As in TGCHI, the acting is vital to "Hunter's" success; as over-the-top as many of these performances are (by necessity), they are subtly nuanced all the same. Mansfield puts in a very fine performance as sex kitten/starlet Rita Marlowe, against the incredibly talented Tony Randall - the geeky but ambitious Rockwell P. Hunter of the title. The versatile and indispensable Henry Jones, a key player in "Girl", also shines, this time as Randall's co-worker, despicably shameless ad-man Henry Rufus. (In "Girl" Jones was ingeniously understated - here he goes brilliantly for broke.) Joan Blondell is also memorable as Mansfield's girl Friday.

But, to paraphrase Mousey in "The Girl Can't Help It", I don't want to "louse ya up", and leave you with the impression that these are heavy or deep films. Despite their worthiness for dissection and serious critique, it's all really secondary to the fact that these are two very funny and enjoyable movies, on any level, and both are ideal for an evening of lounging on the couch with a bag of popcorn, forgetting your problems, and laughing your contour assets off.
57 of 64 people found the following review helpful
4.0 out of 5 stars Jayne Mansfield was a bigger-than-life star of the 1950s 19 Jun 2006
By John Malanga - Published on Amazon.com
Format:DVD|Amazon Verified Purchase
Although Jayne Mansfield never reached the heights of popularity and fame
of Marilyn Monroe, her films are highly entertaining, campy and great fun.
I am not familiar with The Sheriff Of Fractured Jaw, but I rate
Will Success Spoil Rock Hunter? (with Tony Randall) as a little gem of a Cinemascope,
Technicolor comedy. As she does in all her films, Jayne plays
a highly exaggerated parody of Monroe, but brings her own brand of humor
and sweetness to her roles.
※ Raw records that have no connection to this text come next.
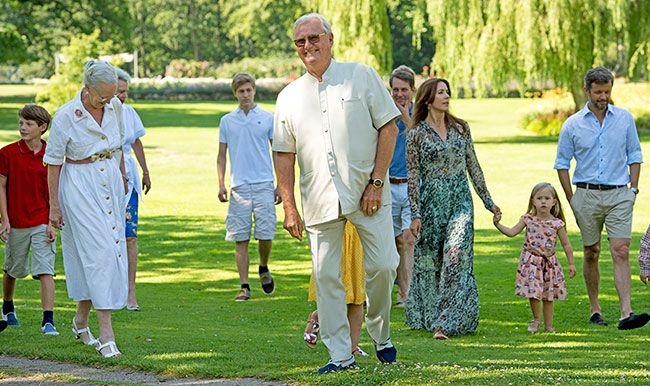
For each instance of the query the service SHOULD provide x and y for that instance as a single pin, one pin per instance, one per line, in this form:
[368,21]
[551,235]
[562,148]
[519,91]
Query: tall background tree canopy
[493,42]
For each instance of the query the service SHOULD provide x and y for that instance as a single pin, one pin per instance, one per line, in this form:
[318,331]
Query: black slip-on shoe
[633,321]
[597,318]
[268,285]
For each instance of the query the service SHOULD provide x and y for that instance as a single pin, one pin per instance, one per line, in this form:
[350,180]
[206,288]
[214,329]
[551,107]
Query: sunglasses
[313,39]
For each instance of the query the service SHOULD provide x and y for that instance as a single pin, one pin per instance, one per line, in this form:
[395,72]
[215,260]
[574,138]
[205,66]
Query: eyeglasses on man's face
[313,39]
[102,100]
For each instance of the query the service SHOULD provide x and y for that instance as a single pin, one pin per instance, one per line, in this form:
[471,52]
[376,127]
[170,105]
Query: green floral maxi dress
[443,293]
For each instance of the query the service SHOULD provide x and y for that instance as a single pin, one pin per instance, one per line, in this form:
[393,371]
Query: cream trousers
[380,262]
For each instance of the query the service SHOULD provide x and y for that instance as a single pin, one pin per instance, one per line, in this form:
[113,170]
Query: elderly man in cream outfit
[338,121]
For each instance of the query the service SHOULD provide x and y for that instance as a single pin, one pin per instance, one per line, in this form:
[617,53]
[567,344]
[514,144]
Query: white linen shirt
[248,138]
[133,129]
[76,135]
[333,128]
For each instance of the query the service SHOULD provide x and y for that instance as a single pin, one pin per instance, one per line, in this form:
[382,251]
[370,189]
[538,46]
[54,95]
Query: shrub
[548,113]
[290,68]
[183,68]
[198,89]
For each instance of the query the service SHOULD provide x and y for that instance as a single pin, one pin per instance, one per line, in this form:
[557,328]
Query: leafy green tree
[68,79]
[46,26]
[492,42]
[361,31]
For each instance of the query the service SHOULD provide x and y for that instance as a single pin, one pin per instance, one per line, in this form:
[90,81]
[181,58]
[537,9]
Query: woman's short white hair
[123,75]
[98,71]
[305,18]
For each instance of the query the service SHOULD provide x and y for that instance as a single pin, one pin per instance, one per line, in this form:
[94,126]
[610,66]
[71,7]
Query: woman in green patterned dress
[443,297]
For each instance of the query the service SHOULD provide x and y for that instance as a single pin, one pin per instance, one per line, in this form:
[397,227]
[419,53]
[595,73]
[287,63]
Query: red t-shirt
[28,201]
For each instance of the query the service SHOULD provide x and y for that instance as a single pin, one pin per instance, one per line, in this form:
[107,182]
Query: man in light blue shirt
[604,142]
[402,84]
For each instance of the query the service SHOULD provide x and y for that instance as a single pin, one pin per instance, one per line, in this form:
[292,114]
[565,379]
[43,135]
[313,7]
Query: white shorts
[401,208]
[248,201]
[17,252]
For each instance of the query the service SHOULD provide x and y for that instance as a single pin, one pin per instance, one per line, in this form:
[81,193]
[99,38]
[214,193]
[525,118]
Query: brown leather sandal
[311,330]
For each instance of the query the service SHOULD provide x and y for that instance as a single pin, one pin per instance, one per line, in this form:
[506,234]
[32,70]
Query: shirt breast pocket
[79,150]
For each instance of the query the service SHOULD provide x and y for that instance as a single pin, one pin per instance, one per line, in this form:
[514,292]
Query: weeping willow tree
[493,42]
[361,31]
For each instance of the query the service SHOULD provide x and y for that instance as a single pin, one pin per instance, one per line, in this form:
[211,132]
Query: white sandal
[78,331]
[113,351]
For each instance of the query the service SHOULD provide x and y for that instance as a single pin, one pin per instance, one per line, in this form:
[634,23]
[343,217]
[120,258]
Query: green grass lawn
[190,324]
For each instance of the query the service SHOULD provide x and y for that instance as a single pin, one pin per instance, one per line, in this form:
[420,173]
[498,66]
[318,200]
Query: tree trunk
[578,94]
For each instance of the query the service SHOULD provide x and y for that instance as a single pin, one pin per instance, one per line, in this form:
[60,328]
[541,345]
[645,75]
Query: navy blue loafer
[387,354]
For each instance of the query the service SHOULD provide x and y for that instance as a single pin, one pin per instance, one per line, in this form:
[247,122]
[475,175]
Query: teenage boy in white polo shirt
[246,134]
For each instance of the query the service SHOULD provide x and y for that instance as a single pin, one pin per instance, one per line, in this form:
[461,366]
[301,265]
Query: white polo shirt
[248,138]
[333,128]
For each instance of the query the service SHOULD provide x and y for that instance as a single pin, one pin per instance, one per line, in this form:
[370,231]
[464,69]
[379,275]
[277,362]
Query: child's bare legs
[548,315]
[8,286]
[355,318]
[241,255]
[47,292]
[535,308]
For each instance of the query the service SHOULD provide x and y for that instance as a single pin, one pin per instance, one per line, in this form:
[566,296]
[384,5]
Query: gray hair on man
[599,75]
[305,18]
[123,75]
[98,71]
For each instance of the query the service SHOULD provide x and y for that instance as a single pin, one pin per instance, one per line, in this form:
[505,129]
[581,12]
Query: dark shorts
[131,228]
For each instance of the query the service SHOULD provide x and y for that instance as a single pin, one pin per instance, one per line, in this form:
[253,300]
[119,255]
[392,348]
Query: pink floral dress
[539,274]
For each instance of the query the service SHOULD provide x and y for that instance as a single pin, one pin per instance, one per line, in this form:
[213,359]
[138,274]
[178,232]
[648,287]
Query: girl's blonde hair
[556,210]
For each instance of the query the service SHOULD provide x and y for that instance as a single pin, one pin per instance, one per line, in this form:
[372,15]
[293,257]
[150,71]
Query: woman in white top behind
[133,130]
[87,202]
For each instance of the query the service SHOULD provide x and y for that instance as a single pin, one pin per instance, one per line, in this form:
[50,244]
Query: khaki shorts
[248,201]
[17,252]
[593,208]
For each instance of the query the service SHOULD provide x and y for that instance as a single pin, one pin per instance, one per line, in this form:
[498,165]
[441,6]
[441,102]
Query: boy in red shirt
[24,215]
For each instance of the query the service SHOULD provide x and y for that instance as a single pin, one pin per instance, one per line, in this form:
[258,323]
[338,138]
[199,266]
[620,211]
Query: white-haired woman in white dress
[87,202]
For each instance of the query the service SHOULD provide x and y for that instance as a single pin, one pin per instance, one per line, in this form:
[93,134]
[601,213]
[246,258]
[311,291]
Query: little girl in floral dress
[539,275]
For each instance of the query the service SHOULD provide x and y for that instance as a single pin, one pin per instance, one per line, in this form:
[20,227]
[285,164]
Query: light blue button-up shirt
[602,154]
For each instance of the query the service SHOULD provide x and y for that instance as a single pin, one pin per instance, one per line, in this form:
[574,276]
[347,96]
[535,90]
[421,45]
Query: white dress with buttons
[93,205]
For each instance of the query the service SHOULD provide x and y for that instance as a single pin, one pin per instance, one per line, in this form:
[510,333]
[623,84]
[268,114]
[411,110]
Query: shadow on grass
[190,324]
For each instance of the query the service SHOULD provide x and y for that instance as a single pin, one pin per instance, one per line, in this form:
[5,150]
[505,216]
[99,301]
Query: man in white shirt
[245,135]
[337,120]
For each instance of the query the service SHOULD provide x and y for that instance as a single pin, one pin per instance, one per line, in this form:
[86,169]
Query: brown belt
[91,159]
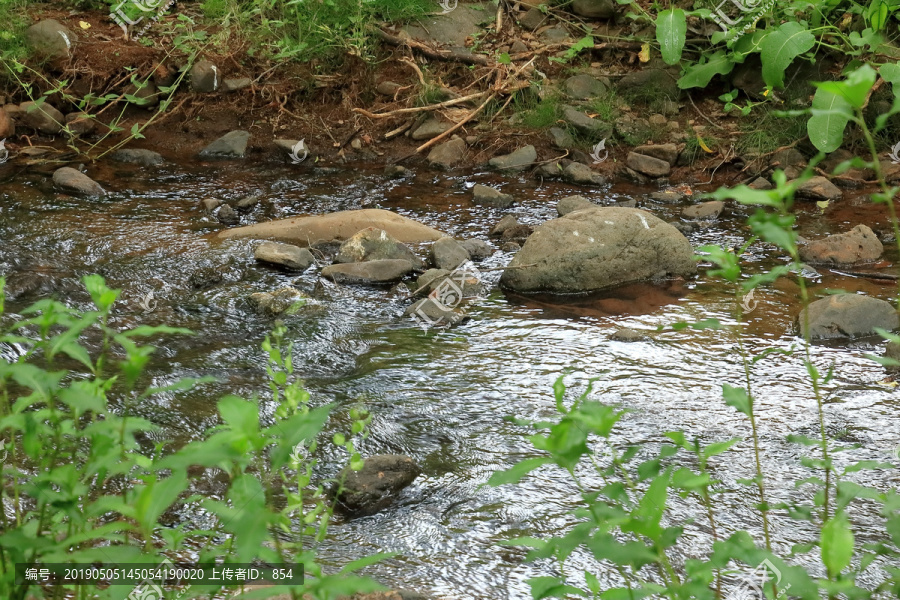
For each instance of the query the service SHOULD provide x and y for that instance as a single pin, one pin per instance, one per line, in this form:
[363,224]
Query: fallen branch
[885,276]
[462,122]
[429,52]
[415,109]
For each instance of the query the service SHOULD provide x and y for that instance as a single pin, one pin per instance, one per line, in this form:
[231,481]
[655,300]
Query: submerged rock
[340,225]
[477,249]
[373,272]
[576,172]
[447,253]
[648,165]
[626,334]
[488,196]
[585,124]
[372,488]
[704,210]
[73,180]
[42,117]
[507,222]
[285,301]
[230,145]
[847,315]
[284,255]
[374,244]
[571,204]
[819,188]
[448,154]
[516,161]
[145,158]
[597,248]
[860,244]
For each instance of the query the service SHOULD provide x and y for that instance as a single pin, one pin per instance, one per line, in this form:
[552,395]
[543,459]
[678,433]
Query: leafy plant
[81,483]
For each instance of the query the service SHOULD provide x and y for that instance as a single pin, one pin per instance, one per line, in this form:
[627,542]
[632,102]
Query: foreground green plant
[80,483]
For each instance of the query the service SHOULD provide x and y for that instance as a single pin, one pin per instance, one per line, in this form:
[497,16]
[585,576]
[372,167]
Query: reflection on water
[443,396]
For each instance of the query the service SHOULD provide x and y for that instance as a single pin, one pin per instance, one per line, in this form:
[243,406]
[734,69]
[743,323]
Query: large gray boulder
[74,181]
[341,225]
[138,156]
[50,39]
[846,315]
[374,244]
[597,248]
[860,244]
[373,487]
[42,117]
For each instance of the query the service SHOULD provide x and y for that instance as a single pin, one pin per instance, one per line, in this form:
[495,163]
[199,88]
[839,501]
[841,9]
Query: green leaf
[830,114]
[856,87]
[837,544]
[155,497]
[701,74]
[737,397]
[780,48]
[671,33]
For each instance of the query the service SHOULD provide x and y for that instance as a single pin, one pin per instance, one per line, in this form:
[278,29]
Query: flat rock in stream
[448,154]
[284,301]
[597,248]
[593,128]
[340,225]
[488,196]
[284,255]
[571,204]
[145,158]
[372,243]
[373,487]
[860,244]
[704,210]
[447,253]
[231,145]
[74,181]
[373,272]
[516,161]
[42,117]
[847,315]
[819,188]
[648,165]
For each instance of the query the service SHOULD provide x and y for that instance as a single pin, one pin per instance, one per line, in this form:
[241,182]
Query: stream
[442,396]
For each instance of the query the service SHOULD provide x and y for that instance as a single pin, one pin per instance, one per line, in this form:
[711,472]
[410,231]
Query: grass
[14,19]
[306,31]
[763,131]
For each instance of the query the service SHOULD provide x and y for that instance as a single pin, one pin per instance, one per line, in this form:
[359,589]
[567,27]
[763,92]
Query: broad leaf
[780,48]
[701,74]
[856,87]
[671,33]
[830,114]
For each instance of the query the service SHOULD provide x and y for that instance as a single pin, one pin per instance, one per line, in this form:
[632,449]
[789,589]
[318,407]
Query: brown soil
[288,100]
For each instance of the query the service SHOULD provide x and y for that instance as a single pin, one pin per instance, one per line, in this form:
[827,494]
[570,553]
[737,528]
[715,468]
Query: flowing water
[443,396]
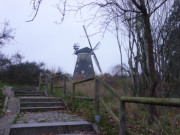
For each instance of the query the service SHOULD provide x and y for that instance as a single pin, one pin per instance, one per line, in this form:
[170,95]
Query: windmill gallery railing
[121,120]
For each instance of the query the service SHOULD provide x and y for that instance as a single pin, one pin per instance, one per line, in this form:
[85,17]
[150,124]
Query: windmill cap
[83,50]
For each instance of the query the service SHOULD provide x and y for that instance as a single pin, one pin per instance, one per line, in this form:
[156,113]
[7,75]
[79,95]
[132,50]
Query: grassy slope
[2,97]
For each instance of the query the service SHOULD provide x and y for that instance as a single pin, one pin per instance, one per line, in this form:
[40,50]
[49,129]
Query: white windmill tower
[84,66]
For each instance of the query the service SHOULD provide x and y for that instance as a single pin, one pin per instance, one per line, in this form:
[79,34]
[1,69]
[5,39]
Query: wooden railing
[121,120]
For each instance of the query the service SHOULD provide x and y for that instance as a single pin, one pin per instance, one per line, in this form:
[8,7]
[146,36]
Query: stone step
[41,109]
[40,104]
[40,99]
[55,128]
[25,88]
[28,92]
[30,95]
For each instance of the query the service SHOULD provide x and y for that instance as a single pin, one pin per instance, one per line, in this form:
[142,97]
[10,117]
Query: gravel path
[51,116]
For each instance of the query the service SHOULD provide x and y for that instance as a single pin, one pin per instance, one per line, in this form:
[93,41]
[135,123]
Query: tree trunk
[150,59]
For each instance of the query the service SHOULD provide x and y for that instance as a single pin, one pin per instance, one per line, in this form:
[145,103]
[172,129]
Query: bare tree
[6,34]
[106,11]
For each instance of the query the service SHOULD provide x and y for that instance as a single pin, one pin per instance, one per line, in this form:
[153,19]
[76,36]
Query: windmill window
[82,72]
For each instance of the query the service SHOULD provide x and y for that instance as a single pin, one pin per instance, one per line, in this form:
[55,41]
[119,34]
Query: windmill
[84,66]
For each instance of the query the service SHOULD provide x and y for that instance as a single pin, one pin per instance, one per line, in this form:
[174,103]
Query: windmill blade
[87,36]
[97,63]
[97,45]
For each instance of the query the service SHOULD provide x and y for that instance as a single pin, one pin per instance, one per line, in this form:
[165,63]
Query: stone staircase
[35,104]
[41,115]
[27,91]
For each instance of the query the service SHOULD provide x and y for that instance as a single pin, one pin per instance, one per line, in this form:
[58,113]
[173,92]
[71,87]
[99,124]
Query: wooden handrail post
[73,96]
[40,81]
[122,118]
[64,88]
[51,86]
[96,100]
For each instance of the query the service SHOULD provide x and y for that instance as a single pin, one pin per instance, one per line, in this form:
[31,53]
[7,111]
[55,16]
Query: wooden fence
[121,120]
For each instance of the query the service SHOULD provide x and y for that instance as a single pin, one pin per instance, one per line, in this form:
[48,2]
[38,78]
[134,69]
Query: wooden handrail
[173,102]
[84,80]
[121,121]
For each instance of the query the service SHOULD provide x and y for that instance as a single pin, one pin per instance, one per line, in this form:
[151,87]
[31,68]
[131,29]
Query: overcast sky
[45,41]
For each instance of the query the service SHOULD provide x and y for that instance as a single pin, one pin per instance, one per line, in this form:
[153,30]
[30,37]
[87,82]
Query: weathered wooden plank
[69,78]
[57,76]
[113,91]
[58,87]
[173,102]
[84,98]
[84,80]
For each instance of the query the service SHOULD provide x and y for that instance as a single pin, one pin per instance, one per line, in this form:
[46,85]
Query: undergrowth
[136,115]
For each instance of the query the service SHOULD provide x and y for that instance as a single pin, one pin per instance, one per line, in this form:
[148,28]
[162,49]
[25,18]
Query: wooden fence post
[96,100]
[122,118]
[51,86]
[40,81]
[64,88]
[73,95]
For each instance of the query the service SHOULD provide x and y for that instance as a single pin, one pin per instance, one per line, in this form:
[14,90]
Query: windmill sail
[87,36]
[97,63]
[92,52]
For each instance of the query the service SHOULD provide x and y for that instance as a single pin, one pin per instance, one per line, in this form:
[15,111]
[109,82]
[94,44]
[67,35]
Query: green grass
[2,97]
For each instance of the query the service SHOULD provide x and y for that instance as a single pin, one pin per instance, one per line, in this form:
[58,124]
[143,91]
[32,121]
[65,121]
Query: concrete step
[40,99]
[28,92]
[55,128]
[30,95]
[40,109]
[40,104]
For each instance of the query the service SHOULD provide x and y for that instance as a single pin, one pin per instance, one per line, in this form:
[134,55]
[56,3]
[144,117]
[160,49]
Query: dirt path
[10,113]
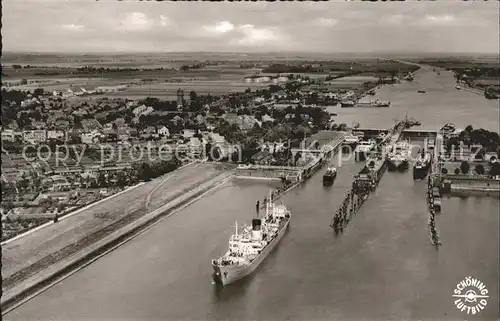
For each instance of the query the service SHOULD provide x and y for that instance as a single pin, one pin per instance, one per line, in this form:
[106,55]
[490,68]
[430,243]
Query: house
[188,133]
[259,100]
[38,124]
[142,110]
[200,120]
[258,79]
[120,122]
[90,124]
[108,126]
[163,131]
[56,134]
[35,136]
[217,138]
[91,137]
[231,118]
[111,89]
[8,136]
[61,124]
[149,130]
[267,118]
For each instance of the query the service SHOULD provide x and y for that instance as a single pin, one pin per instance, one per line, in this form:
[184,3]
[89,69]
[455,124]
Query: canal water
[440,103]
[382,267]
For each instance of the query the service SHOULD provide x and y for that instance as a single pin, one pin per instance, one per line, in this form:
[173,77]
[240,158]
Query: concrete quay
[290,173]
[410,133]
[35,261]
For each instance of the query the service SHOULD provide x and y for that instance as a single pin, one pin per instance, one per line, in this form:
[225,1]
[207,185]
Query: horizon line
[249,52]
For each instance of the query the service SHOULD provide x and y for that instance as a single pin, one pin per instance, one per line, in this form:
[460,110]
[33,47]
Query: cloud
[73,27]
[442,19]
[220,27]
[136,21]
[327,22]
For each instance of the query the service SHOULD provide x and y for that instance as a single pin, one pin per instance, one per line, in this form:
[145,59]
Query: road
[20,255]
[382,267]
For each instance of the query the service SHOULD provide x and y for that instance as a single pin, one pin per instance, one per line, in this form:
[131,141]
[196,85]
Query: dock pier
[366,180]
[300,174]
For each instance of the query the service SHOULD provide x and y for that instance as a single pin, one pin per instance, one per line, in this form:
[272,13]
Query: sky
[445,26]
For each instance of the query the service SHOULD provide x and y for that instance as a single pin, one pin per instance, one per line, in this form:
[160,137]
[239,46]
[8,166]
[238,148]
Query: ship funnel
[256,229]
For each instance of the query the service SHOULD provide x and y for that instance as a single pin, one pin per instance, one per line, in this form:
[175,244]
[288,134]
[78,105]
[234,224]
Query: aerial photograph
[178,161]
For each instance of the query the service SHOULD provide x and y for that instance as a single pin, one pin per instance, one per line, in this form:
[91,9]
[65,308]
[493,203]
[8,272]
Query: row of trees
[488,139]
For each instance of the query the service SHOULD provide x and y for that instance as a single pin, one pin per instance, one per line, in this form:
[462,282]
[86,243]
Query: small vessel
[329,177]
[350,140]
[363,149]
[448,128]
[347,103]
[399,156]
[379,103]
[248,249]
[380,137]
[422,165]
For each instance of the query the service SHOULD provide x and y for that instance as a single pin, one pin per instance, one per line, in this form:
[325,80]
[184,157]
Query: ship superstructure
[399,155]
[363,149]
[248,248]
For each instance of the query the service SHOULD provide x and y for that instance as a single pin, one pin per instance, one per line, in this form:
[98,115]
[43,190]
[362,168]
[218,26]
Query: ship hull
[360,156]
[420,172]
[225,275]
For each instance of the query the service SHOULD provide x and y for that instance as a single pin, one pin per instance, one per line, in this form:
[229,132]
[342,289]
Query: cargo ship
[378,103]
[329,177]
[421,166]
[250,247]
[399,156]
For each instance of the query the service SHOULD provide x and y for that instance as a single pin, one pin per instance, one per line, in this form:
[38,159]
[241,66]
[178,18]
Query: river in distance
[382,267]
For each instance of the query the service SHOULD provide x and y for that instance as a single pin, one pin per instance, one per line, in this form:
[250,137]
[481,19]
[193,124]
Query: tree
[38,92]
[495,169]
[464,167]
[145,172]
[479,169]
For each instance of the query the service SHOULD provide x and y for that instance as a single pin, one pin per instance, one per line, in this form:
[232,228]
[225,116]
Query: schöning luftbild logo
[471,295]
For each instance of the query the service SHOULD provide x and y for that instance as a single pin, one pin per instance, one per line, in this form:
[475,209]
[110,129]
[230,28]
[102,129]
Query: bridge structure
[424,133]
[318,157]
[366,180]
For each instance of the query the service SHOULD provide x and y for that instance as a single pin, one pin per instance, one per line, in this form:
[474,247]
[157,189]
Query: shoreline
[55,273]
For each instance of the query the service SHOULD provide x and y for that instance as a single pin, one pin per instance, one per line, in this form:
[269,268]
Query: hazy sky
[109,26]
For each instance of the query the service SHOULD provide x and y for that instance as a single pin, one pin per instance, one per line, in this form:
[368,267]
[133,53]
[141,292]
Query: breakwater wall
[290,173]
[365,181]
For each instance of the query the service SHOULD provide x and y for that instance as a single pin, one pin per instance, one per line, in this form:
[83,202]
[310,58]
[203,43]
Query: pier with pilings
[366,180]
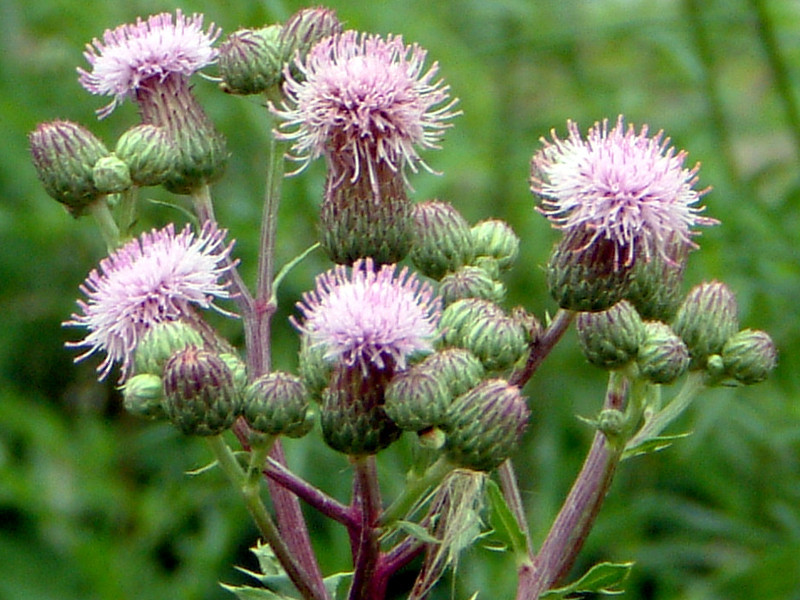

The Girl Can't Help It (also Technicolor and Cinemascope) has a big bonus because it features some legendary music stars of the 1950s: Fats Domino, The Platters, Gene Vincent and Little Richard. This one's a must for fans of early Rock 'n Roll. I forgot to mention that sultry Julie London sings her huge pop hit, "Cry Me A River".
All the films look beautiful. The colors are rich and fresh as when the films were first released.
The Girl Can't Help It looks most amazing! You will not be disappointed.
55 of 64 people found the following review helpful
3.0 out of 5 stars Bombshell set 11 July 2006
By Flipper Campbell - Published on Amazon.com
Format:DVD
Just got it -- here is some more info since it's sketchy above. All titles are listed as widescreen (2.35:1), in English stereo. These are all CinemaScope titles and they look quite good.

"Girl Can't Help It" includes "Blonde Ambition," an hourlong A&E "Biography" documentary; commentary by "film historian" Toby Miller; and original trailer. Spanish mono and subtitles.

"Will Success Spoil Rock Junter?" with commentary by "film historian" Dana Polan. Brief newsreel clip on Mansfield in the U.S. capital. The English audio actually appears to be in four-channel. Spanish stereo.

"Sheriff of Fractured Jaw" lists only a still gallery and the original theatrical teaser and trailer. French 4.0 LCRS and Spanish subtitles.